Sen ne zaman ülkeye gelmiştin ki Fazıl Say?!...
Sen, ülkede miydin? Mehmetçiğimin anası ağlarken ve ağlarken de "Vatan sağ olsun." diye Türkçe analaşırken; "Biz varken bu millete bir şey olmaz, yeni Mehmetçikler doğururuz." derken sen duyabiliyor muydun?
Bu cennet vatanı terk ederek kendi hayali ülkene mi gitmek istiyorsun? Durma Allah aşkına! Ne zaman gideceksin?
Senin rahatsız olduğunu söylediğin sebepleri, biz yok edeceğiz nasılsa!
Biz bu vatanı pazardan satın almadık. Biz bu toprakları, kolay vatanlaştırmadık. Her karışı için binlerce yıldır -binlerceyi çok bilerek yazıyorum- ölerek bedel ödediğimiz bu ülkeden öyle kolayca vaz geçemeyiz biz. Öyle kolayca terk edemeyiz.
Vatanlaştırmak için uğruna severek öldüğümüz bu topraklarda Türkçe nizamı da kuracağız bir daha elbette.
Bu Türkçe düzeni; her kes gibi sen de duyacak ve gelip göreceksin elbette. Düzenin sağlandığı güne, seni şimdiden davet ediyorum. Açılışımıza...

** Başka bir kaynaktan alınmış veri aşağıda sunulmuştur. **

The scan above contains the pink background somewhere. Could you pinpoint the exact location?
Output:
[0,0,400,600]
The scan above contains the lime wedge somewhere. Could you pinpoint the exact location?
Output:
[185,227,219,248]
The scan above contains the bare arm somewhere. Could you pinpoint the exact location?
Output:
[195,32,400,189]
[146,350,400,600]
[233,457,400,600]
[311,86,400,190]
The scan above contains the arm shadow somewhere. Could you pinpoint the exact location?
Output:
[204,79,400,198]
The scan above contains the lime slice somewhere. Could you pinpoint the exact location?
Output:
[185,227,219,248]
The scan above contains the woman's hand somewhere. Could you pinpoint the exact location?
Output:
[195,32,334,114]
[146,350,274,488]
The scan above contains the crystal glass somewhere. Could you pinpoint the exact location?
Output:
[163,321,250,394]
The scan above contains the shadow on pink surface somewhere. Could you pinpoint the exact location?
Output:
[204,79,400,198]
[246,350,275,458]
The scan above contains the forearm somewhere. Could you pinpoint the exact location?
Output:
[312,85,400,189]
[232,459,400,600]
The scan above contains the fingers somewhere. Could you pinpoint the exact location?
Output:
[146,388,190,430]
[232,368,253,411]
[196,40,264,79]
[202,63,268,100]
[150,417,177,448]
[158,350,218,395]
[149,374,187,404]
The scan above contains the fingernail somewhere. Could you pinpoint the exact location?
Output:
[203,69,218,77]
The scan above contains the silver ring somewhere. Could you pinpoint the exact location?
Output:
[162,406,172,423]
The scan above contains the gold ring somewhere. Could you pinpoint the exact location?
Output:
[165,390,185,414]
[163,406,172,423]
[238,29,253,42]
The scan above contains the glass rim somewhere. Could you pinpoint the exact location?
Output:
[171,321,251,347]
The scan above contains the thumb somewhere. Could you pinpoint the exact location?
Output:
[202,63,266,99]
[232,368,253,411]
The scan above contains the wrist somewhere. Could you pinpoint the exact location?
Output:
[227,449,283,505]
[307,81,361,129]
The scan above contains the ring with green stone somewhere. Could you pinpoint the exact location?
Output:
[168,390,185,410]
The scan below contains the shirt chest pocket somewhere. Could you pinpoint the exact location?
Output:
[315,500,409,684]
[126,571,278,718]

Gel ve bilmem hangi keferenin, bilmem ne konçertosunu çal bütün maharetinle! Sen ne konçertosu çalarsan çal, bilesin ki Türk Milleti olarak biz içimizden; "Çıktık açık alınla..." marşını haykıracağız bütün nezaketimizle...
Dostlar;
Bağışlarsanız, her kese erkekçe bir sohbet hatırlatarak meseleye bir de erkekçe bakalım diye düşündüm.

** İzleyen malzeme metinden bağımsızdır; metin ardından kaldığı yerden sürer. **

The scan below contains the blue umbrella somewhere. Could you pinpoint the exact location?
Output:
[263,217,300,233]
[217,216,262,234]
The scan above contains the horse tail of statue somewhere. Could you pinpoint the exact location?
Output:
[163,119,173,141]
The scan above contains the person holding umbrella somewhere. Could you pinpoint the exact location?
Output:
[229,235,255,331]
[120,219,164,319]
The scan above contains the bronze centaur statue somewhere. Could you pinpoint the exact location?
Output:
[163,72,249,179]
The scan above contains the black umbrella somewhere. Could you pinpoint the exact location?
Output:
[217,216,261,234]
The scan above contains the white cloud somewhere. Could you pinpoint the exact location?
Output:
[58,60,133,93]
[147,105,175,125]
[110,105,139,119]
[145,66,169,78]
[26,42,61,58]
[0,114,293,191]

Hepimizin mutlaka var olan bir zampara arkadaşımızı hatırlayalım. Adı dillere düşmüş bir hayat kadınını anlatışını hatırlayalım lütfen. Zampara arkadaşımız, güya tenkit ediyormuşçasına; "Çoook güzel bir kadın haspam be!..." diye öylesine ballandıra ballandıra anlatır ki kadını, ister istemez dinleyen herkesin ağzı sulanır, nefsi uyanır...
Şimdi güya bu, vatan beğenmez "ağustos böceği"miz, AKP'yi tenkit ediyor!...
Öyle bir AKP' ki, vatanlaştırabilmek için uğrunda binlerce yıl ölerek bedel ödediğimiz bu toprakları satanların onlar olduğunu unutturmayı başarmış!
Öyle bir AKP' ki; milleti rahatsız eden dayatma yasakların tamamını lağvetmiş! Oratoryoları yasaklamış! Ordu evlerine alınmayan başörtülü şehit ailelerine inat, bütün bakanlarının başlarını örttürmüş!
Öyle bir AKP' ki; Türkiye'yi ortaçağ karanlıklarına götürürken oy yüzdeleri de %70'miş!...
Hadi oradan be!
Ortaçağ karanlıkları, bu toprakların değil, senin kaçmayı düşündüğün yerlerin gerçekleri. Oralarda bu senin korktuğun karanlıklar varken bu topraklarda medeniyetin zirvesi yaşanmaktaydı biliyorsun değil mi Fazıl Say?!...
Hadi güle güle, yokluğunu saymadan anlayamayacağım defolu Türk!...
Adres verirsen seni davet etmek için davetiyeni şimdiden hazırlarım...
Türkçe düzeni sağladığımız gün açılış yapacağız ya... Dünyaca ünlü piyanistimiz, o gün senden bağlama çalmanı isteyeceğiz bilesin. Senden davul eşliğinde zurna; köslerin muhteşem eşliğinde "Türk Konçertosu"nu kemanla çalmanı isteyeceğiz.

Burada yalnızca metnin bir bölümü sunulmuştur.